Even as the suburbs lean more Democratic than in the past, recent examples of white liberal NIMBYism prove that Trump knows precisely which anti-Black buttons to push. In Silver Spring, Md., as local officials consider proposals to eliminate exclusionary zoning policies that prevent more affordable housing from being built, residents have staged protests and taken to social media to register bitter complaints. (“I doubt that any of my neighbors want to stop living in their single family homes because an academic has told them it’s racist to own a house with a large yard,” one poster wrote.) Last year a group of wealthy homeowners in San Francisco launched a GoFundMe campaign to pay the costs of waging a court battle against a homeless services center slated to be built in their neighborhood. In Maplewood, N.J.—where, according to The New York Times, Black Lives Matter signs are a common lawn adornment—a group of Black parents had to file a lawsuit in 2018 to force the desegregation of district public schools. And in New York City, after learning their children would be rezoned to a majority African American school, white parents publicly worried about the danger posed by Black elementary schoolkids. The rezoning went forward as planned, but most of the white kids never made the transfer, presumably because their parents sought whiter learning environs.

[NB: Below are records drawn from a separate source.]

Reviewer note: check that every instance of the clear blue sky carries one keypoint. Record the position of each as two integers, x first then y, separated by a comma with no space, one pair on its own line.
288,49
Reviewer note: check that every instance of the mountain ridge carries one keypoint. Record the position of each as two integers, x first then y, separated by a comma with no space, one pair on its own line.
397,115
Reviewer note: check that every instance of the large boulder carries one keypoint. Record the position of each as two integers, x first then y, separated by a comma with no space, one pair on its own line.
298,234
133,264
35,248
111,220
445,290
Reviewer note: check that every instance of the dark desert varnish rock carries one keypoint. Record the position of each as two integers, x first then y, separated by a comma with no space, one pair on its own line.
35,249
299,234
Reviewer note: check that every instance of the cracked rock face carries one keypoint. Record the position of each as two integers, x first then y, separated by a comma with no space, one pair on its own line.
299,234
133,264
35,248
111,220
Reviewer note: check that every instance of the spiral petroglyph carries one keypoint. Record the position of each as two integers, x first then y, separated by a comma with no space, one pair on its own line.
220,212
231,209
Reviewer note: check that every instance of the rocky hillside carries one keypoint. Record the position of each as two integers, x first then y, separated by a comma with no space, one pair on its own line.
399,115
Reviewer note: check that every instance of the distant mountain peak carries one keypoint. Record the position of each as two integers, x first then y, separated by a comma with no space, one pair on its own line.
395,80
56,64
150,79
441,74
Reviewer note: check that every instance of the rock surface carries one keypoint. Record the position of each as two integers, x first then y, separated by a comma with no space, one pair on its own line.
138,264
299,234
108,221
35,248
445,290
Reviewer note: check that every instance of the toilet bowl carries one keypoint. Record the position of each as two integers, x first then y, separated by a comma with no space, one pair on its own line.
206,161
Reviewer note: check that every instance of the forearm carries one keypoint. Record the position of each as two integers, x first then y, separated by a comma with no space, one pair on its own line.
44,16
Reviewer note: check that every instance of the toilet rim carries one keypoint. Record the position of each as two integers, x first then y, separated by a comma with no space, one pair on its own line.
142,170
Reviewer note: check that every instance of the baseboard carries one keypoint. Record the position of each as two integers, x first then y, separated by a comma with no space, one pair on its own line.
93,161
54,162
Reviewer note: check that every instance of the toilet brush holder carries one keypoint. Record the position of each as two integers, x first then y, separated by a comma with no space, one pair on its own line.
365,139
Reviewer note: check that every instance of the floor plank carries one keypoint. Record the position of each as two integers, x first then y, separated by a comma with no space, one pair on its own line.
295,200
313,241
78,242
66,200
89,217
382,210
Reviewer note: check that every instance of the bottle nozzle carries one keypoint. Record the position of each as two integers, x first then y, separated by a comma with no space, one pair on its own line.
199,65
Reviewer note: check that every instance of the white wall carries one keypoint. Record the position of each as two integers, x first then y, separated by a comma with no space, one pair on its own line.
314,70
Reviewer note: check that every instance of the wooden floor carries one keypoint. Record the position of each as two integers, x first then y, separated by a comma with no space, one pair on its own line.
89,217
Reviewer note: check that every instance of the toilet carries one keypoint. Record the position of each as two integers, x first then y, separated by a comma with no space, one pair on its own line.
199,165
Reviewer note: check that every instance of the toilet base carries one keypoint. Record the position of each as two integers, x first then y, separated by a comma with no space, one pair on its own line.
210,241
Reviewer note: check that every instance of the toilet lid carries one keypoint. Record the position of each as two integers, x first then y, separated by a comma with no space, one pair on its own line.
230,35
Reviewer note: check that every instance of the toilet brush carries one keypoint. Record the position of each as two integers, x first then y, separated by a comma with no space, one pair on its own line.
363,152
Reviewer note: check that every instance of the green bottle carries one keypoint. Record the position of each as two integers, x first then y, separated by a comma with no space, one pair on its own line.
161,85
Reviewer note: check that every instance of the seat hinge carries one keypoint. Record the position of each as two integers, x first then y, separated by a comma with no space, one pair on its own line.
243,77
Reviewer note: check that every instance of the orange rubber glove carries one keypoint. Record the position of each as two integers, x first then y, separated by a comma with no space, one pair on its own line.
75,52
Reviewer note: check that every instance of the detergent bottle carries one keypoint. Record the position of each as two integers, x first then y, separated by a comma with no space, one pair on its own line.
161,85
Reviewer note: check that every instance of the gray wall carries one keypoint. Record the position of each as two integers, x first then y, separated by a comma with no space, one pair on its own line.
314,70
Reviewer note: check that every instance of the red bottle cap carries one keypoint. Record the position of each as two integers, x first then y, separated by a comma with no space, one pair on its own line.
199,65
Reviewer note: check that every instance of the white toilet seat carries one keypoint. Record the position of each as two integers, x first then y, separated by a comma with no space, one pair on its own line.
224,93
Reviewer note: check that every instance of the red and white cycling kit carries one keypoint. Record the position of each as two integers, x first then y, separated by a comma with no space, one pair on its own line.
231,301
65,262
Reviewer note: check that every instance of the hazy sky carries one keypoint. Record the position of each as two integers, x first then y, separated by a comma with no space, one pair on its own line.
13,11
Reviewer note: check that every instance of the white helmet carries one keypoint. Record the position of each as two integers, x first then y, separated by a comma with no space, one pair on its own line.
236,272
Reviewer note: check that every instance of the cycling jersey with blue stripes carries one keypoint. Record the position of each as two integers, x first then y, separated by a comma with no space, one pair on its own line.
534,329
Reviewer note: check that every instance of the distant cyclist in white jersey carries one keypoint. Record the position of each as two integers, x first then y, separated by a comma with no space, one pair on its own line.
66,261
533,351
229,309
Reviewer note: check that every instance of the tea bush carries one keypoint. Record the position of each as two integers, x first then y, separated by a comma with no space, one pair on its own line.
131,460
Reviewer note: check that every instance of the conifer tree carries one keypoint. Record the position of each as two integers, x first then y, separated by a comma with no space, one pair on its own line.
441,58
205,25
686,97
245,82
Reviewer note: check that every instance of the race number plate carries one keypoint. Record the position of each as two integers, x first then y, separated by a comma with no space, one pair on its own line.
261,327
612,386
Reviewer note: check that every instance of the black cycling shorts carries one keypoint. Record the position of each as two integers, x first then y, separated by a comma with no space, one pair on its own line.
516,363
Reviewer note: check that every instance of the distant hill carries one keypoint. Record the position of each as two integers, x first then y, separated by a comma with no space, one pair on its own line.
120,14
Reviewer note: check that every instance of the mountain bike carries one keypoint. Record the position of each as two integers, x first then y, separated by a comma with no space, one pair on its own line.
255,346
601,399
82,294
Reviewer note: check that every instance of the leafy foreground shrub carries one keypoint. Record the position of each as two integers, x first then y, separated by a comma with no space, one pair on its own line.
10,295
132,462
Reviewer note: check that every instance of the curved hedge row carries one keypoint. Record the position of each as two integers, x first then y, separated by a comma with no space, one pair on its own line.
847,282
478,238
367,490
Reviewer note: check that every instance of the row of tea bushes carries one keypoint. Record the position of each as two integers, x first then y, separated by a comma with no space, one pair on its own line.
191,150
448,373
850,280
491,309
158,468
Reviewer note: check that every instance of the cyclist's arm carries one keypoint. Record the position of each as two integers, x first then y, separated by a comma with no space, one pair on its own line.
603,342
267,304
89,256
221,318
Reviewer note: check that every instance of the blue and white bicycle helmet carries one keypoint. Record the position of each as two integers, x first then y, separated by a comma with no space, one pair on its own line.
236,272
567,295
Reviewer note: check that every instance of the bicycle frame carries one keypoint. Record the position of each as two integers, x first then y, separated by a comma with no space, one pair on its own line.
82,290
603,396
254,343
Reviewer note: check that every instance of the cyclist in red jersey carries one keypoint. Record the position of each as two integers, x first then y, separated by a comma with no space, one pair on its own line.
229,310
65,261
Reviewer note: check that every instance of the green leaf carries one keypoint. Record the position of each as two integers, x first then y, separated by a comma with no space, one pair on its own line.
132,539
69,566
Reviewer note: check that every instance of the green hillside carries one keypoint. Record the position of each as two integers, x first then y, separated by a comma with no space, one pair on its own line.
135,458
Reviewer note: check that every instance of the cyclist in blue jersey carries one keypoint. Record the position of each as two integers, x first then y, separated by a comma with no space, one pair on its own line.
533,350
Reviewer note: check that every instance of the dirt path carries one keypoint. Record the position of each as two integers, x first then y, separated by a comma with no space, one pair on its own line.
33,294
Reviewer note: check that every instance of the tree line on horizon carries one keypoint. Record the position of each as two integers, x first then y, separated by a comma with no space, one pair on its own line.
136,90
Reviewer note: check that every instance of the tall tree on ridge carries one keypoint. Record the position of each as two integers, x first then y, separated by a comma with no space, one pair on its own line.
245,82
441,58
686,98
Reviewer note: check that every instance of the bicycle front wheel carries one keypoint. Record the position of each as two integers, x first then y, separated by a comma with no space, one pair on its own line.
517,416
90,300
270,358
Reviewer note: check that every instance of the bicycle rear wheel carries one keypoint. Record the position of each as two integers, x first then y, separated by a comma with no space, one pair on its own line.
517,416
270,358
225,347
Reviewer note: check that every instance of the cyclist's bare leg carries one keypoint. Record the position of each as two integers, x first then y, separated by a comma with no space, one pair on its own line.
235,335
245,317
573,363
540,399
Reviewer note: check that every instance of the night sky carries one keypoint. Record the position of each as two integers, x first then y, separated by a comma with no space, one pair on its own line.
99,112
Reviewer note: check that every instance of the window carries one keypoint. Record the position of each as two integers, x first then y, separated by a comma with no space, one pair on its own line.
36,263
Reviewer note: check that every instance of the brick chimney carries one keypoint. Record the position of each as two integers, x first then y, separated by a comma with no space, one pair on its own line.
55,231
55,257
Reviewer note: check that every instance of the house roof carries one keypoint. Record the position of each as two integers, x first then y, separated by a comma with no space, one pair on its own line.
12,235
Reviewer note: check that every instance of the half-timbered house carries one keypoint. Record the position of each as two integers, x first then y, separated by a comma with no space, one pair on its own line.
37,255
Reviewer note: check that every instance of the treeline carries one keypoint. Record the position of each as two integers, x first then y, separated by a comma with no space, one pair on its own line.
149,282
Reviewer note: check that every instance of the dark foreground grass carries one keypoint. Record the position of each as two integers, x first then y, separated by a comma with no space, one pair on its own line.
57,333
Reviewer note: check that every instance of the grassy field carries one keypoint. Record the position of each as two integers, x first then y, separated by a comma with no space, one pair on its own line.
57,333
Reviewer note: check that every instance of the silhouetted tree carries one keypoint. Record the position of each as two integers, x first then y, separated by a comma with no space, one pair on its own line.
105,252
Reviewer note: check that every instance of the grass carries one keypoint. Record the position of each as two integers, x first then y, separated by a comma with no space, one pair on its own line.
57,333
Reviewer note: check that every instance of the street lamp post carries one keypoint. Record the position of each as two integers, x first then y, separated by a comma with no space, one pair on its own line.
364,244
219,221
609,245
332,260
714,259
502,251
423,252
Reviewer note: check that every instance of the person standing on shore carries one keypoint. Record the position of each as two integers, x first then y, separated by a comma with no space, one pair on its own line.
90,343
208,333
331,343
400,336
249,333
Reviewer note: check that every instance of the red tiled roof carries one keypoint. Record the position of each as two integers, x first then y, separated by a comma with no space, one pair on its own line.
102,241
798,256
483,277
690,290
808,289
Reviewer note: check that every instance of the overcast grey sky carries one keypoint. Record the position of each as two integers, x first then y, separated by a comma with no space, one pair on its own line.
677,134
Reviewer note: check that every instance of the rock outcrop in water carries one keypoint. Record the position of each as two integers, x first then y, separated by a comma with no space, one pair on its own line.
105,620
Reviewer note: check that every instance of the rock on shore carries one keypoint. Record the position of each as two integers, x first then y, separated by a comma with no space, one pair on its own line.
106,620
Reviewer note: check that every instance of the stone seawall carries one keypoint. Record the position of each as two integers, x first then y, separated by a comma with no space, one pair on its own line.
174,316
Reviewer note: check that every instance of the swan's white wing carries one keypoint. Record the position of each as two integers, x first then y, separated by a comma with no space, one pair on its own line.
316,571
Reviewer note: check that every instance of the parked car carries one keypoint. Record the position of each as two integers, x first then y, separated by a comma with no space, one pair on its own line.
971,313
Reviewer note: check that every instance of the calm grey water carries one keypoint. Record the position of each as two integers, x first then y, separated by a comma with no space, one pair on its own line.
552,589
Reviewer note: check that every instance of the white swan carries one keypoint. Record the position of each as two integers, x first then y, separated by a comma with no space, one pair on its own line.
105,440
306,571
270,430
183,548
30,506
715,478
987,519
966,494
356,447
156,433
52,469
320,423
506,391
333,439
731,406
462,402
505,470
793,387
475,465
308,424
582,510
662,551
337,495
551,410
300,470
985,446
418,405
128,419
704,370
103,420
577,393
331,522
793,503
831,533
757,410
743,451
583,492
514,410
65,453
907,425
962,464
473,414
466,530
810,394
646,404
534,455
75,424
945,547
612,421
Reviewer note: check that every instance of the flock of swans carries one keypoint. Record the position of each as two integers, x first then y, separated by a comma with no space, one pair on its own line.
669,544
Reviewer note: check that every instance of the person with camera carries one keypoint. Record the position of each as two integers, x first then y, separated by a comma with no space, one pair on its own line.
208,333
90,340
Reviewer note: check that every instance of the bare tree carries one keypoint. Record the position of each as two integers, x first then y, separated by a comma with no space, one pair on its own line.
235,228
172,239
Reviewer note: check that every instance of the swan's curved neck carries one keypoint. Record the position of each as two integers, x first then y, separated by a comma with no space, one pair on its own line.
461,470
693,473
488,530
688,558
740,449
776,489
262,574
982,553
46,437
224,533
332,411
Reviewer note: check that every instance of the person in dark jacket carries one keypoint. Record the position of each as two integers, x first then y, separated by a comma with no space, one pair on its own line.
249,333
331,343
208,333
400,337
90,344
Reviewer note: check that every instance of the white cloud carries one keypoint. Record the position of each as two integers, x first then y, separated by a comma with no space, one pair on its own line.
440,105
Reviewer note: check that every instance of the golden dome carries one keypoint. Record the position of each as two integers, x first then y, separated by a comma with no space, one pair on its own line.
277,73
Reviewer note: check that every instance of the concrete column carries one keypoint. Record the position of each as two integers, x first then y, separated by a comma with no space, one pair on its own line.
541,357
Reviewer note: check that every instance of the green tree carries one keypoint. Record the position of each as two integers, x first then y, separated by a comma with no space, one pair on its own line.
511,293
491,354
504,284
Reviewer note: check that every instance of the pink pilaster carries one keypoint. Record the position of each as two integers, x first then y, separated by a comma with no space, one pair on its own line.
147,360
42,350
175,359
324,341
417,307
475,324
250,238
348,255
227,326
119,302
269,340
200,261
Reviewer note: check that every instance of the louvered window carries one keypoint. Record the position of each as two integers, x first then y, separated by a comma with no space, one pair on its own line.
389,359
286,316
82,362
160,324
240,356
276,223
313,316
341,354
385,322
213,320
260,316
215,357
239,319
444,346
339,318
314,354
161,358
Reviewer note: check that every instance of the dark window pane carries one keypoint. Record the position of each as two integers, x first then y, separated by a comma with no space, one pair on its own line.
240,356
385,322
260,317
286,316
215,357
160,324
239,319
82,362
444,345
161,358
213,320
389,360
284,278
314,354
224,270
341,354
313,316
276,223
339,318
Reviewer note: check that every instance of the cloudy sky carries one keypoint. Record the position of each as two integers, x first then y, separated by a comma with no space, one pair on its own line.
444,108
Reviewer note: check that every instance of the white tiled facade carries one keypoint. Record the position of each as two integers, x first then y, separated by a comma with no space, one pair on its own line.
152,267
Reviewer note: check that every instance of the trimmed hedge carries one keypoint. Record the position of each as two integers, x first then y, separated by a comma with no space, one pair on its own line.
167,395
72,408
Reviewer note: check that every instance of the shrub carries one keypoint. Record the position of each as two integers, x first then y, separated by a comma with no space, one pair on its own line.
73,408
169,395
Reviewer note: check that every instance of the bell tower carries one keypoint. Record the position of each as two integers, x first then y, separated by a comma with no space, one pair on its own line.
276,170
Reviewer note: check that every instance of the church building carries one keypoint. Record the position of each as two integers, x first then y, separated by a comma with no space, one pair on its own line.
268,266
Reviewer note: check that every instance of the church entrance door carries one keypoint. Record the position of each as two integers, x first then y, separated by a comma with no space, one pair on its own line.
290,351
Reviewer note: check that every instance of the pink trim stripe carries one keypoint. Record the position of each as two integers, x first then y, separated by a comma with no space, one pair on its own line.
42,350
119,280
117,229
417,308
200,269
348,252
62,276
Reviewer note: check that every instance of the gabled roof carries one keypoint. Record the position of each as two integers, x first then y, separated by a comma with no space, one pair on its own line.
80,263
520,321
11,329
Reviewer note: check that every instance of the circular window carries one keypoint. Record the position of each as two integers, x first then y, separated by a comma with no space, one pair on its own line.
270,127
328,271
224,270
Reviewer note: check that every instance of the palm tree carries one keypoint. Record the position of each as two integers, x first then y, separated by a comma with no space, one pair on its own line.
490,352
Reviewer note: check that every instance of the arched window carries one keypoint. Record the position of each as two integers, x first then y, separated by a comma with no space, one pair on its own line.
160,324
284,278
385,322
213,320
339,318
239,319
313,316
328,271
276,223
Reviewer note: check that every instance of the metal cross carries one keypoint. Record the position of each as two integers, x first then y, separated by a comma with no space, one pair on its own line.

These examples of liberal white racism are further borne out by data. In a 2009 study, researchers found white people indicated that, compared with integrated and all-Black neighborhoods, “all-white neighborhoods were most desirable.” A report from Harvard published this January noted, “Despite parents’ espoused support for integration, in districts where parents are actually given greater opportunities to choose schools, schools appear to become more segregated.” The authors concluded that “many White, advantaged parents appear to determine school quality by how many other White, advantaged parents send their child to a school, without doing the legwork to determine what schools in a district are actually high-quality and a good fit for their child.” Another report released early this year determined that “the 12 most politically progressive cities in the U.S. have significantly larger achievement gaps [between Black and white students] in reading, math and high school graduation than the 12 most politically conservative cities.” Among those deeply blue places with the highest Black-white proficiency gaps are San Francisco, Seattle, Oakland, Portland, and Washington.
The vast Black-white disparities in housing and education are the stuff that America’s systemic racial inequalities are founded on, and unsurprisingly, they remain the areas where white folks of all political stripes have been most loath to upset the status quo. Housing determines nearly every aspect of our lives, from the resources available in our public schools to the quality of our streets and the accessibility of public transportation. The community we call home is tied to the very air we breathe, which, because of decades of anti-Black racism, is hotter and dirtier in African American neighborhoods. It’s easy for white liberals to call for more Black inclusion in the abstract—or to plant lawn signage that makes the bare-minimum recognition of Black lives as fully human—but to fall quiet when the specific location sought is the house next door. And while historian Richard Rothstein said that racial segregation has undoubtedly been expertly driven “by racially explicit federal, state and local policy, without which private actions of prejudice or discrimination would not have been very effective,” individual acts of anti-Black bias also deserve recognition for the ongoing role they play in maintaining white supremacy.
Trump isn’t clever enough to come up with a strategy to exploit racist fears on his own; he’s just following a successful tradition in American politics. But there is some evidence that the tide is turning. In a few cities around the country, there are bills pending to end exclusionary zoning and allow communities to create affordable housing in places where it had been prohibited by legislation or pricing. (In fact, Minneapolis scrapped single-family zoning last year, and Oregon made big changes of the same kind.) The response to those proposals will reveal whether white liberals’ professed commitment to dismantling white supremacy—stated loudly and often in our streets and social media feeds as of late—are genuine or just a veiled desire to get back to the sort of normalcy that keeps whiteness in power regardless of who’s in the White House.